The greatest clue for me to understand the phenomenon of Donald Trump begins in the city of my birth, New Orleans, during the decades of the 50s and 60’s. At that time New Orleans, one of the nation’s most provincial cities, had been inhabited primarily by a comfortable white middle class. Making $10,000.00 annually put you in good stead, allowing you to have a home, car, and raise a family. The wealthy, ensconced in mansions along St. Charles Avenue and along the lake front were not regarded as elite, but simply scions of old money handed down from oil fortunes or shipping. An unspoken egality existed among the middle class and most were content. In 1956, The Supreme Court handed down Brown vs. Board of Education mandating school integration and, thus, the middle class felt the first blow to its homeostasis. White parents yanked their kids from public schools to put them in private schools that popped up throughout the city like strip clubs on Bourbon Street. As a third grader attending one of those private schools, the unspoken message among children came across clearly: whites deserved better than Negroes. In addition, resentment towards Blacks grew among whites for upending the city’s insulated public schools and, forcing families to the suburbs, where the resentment grew into “us vs. them.” Blacks became the target for blame for institutional failure as well as personal failure.
The cozy insulation of New Orleans’ culture and low cost of living provided little motivation for most high-school graduates to leave New Orleans. Many that stayed and received their college education at Loyola or University of New Orleans never escaped the barriers of New Orleans deep-seated racial attitudes. Those that left to go to other schools rarely came home, intrigued by new ways of thought, lifestyles, and cultures.
As a member of the latter, I lived in other cities, worked in foreign countries, gradually distancing myself from the parochial thinking of my New Orleans suburban neighborhoods. My education allowed me to earn a comfortable living, make culturally diverse friends and be open to alternative lifestyles.
To my many friends and relatives in New Orleans, I am a liberal elite.
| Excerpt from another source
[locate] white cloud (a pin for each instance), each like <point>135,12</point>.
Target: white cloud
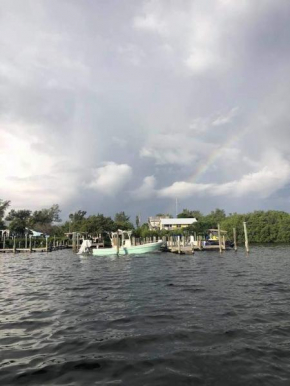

I eschew guns, am always on guard for the residue of racism ingrained within me at an early age, and fear for the climate and for our democracy. Most of all I represent change.
For many of my New Orleans peers, change is anathema; an encroaching threat to a way-of-life that came under siege with integration and the civil rights movement followed by laws and cultural changes that undermined the status quo in which they had a measure of control. Liberals and elites were the easiest to blame. The resentment grew along with the need to blame one’s effeteness on others. Until Trump, no one spoke up for the forgotten. Republicans and Democrats paid lip service to the dwindling middle class. And while Trump hasn’t exactly been the strategic and policy advocate they have been waiting for, he has given them permission to give the middle finger to many of the country’s liberally run institutions, media and “politically correct” establishment. And this has led to the unleashing of the “Right’s” worst impulses, leading to displays of civil disobedience by right-wing militia groups. This is different from the mostly peaceful protests against politics brutality towards black evinced by the Black Lives Matter movement. Of course, this unrest is what feeds the beast. And in turn, Trump provides more red meat.
Intrusions into the parochial thinking of my conservative New Orleans peers are met with one-lined responses and labels of “socialist” or “tree hugger. When offered examples of socialism in the U.S. such as farm subsidies, social security, public beaches, Amtrak and so on, their eyes glaze over due to the cognitive dissonance.
At the root of these responses is the fear of being humiliated and a loss of dignity by someone who has felt abandoned by the American dream; some one who covertly believes this country’s best days are behind them. They see Trump as their champion. As Thomas Friedman recently wrote in the New York Times, “It has been obvious ever since Trump first ran for president that many of his core supporters actually hate the people who hate Trump, more than they care about Trump or any particular action he takes, no matter how awful…because many Trump supporters are not attracted to his policies. They’re attracted to his attitude — his willingness and evident delight in skewering the people they hate and who they feel look down on them.”
Trump has created a nation of schadenfreudes and the best way to eliminate that lack of empathy is for one to feel better about him or her self. But for now we have a president who’d rather model misery.